Simon still wanted to get one up on me, so the next time I went to my class, (I had already found my music by then) I took out a few favorite cassettes and kept them in my car.  Simon would ask me, “Mom, where is your music? I just want to look at them.”  I said, “Oh, over there by the kitchen table.”  He would get them and hide them again to use against me when I tried to leave. Now just repeat the same scenario from above. This went on every time I left for class, which was about 2x a week (Kid’s that age really do thrive on repetition!). Simon would feel that he had something over me and didn’t seem to mind that it never really seemed to work out the way he planned.
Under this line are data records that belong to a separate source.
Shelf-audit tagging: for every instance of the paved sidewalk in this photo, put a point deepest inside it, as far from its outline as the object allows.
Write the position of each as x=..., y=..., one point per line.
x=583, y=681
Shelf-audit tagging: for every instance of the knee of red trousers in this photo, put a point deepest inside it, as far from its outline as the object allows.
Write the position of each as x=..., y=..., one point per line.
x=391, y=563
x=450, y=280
Oh, I had many ways of keeping the peace. The kid’s were always looking to play a game, so I made everything a game.  I did my share of “keeping it real” which to me was the exact opposite.  I liked to make up scenarios. The kitchen witch hanging in the kitchen was one way to get kid’s to behave.  Their imaginations were quite willing to go along with a well made up story, especially if you could embellish the characters in the story with realistic voice make overs. (You can get pretty creative when you have to and your peace of mind is at stake!)  Wanda (the kitchen witch) had a best friend named Pump, short for Pumpernickel. She and Pump would have full discussions at opportune times to take someone’s mind off of a particular situation.  For instance, if one of the kid’s was getting upset for what ever reason, and the tension was escalating to an unreasonable, shall we say “pitch”, Pump and Wanda would start having a loud discussion together.  The child would seem to forget their woes in order to hear what was going on with the two characters in the kitchen. The scenario lasted just long enough to redirect the child’s emotional upset.
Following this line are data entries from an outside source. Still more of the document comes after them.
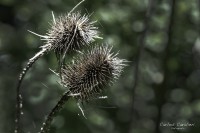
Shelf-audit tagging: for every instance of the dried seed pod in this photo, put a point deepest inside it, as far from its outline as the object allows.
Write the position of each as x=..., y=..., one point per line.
x=91, y=72
x=68, y=33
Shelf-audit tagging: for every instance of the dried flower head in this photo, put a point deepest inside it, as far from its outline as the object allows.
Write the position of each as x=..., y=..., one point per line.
x=68, y=33
x=91, y=72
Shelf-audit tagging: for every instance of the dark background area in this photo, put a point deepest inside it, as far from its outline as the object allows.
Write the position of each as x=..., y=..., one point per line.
x=161, y=83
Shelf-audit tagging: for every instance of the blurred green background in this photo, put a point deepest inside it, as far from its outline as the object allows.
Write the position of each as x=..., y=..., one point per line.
x=168, y=75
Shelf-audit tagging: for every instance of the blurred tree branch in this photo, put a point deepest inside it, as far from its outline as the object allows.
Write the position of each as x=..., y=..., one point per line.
x=147, y=18
x=162, y=89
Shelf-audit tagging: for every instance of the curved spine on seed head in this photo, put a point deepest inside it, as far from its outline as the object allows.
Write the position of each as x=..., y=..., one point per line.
x=91, y=72
x=68, y=33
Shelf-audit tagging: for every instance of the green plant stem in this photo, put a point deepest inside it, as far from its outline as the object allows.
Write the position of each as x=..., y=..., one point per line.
x=46, y=125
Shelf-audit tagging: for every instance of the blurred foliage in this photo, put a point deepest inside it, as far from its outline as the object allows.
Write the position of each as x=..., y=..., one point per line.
x=121, y=23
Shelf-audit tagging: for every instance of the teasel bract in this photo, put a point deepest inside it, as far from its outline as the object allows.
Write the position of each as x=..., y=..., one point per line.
x=68, y=33
x=86, y=77
x=91, y=72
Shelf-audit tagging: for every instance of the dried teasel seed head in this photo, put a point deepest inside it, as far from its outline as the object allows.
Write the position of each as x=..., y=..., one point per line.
x=70, y=32
x=91, y=72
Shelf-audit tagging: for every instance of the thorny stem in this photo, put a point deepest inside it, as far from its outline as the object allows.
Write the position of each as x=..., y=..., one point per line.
x=19, y=97
x=46, y=125
x=141, y=48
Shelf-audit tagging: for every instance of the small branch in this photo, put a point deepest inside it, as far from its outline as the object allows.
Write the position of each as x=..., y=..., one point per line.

Wanda could throw her voice as far as the car when we traveled.  It didn’t matter that my mouth was moving the whole time that Wanda or Pump were talking, the kid’s were really impressionable and I tried to make the two imaginary friends as fun and interesting as possible.  Pump had a car called the Pump wagon. (Yes, I know what you are thinking, but no one else was…..)  So we kept our eye out for a pink van with a rainbow painted on the side and that was Pump’s car.  I actually did see this very same van one day and decided that this would be Pump’s van.  I made sure to point it out to the kid’s.  After that, if anyone was acting up in the car, I would remark “Oh my Gosh! Did you see that! I think that was Pump’s van! It just went around that corner.  Let’s get closer and see if we can catch up.”  It worked like a charm.  The kid’s had a mission to find Pump’s van and the ride was peaceful for a few more minutes.
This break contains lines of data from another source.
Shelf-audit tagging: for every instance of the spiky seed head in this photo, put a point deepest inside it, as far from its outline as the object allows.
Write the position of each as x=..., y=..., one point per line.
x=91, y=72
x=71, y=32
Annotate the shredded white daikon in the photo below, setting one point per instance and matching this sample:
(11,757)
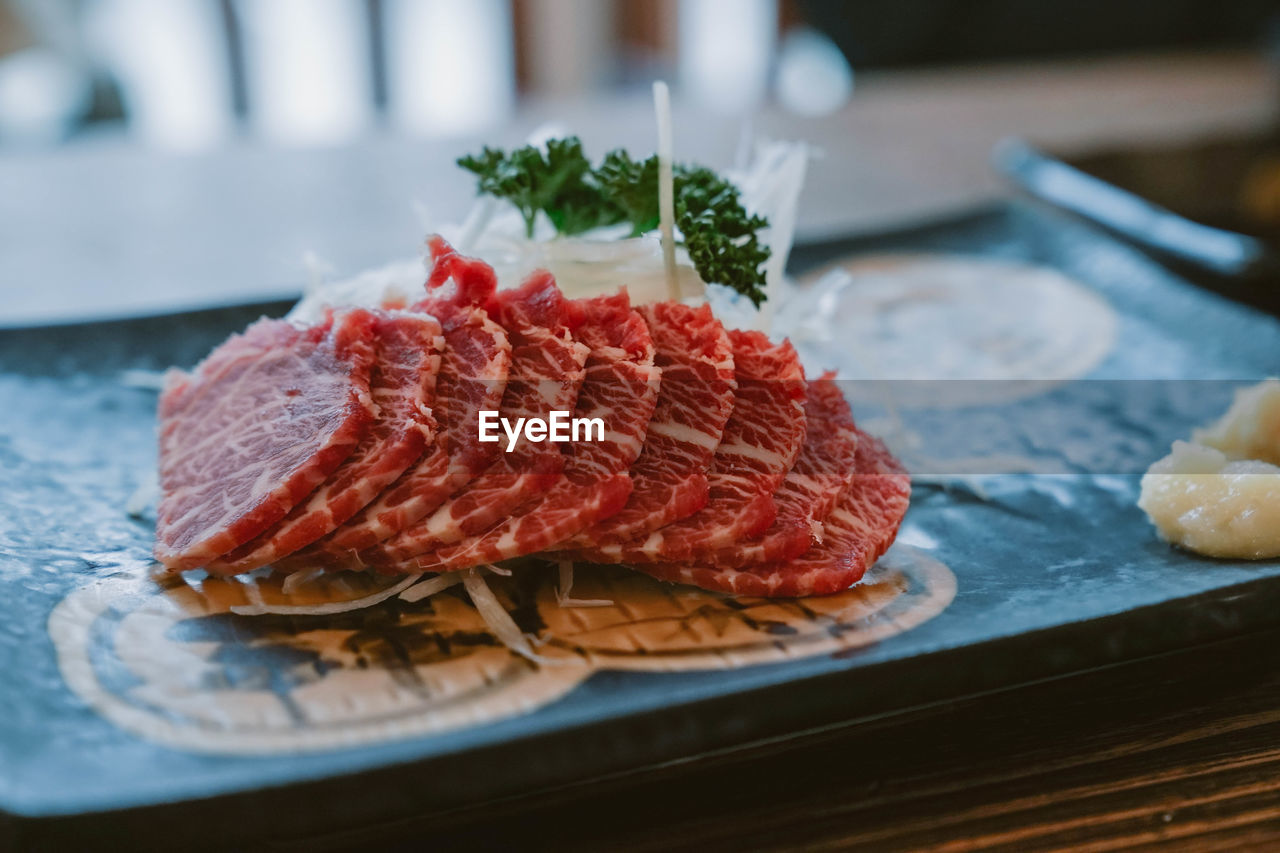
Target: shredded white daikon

There are many, many stories like this one and many other adventures between Pump and Wanda.  As I remember them I may share again some time. And as for Simon, to this day he still doesn’t like to be told what to do.  I purchased him a Camel Pak today to use when he bike rides through town.  I wanted him to try it on and asked him later on in the day (over the phone) if he had a chance to try it out, you know, unpack his winter coat pockets and put some of his stuff in the Pak?   He said, “Yeah, I did.”  I said, ‘No, you didn’t.”  He said, ” I just now put my nail clipper in it as you were talking, so I would be one up on you.” 

That’s my boy.  At least he’s honest about it!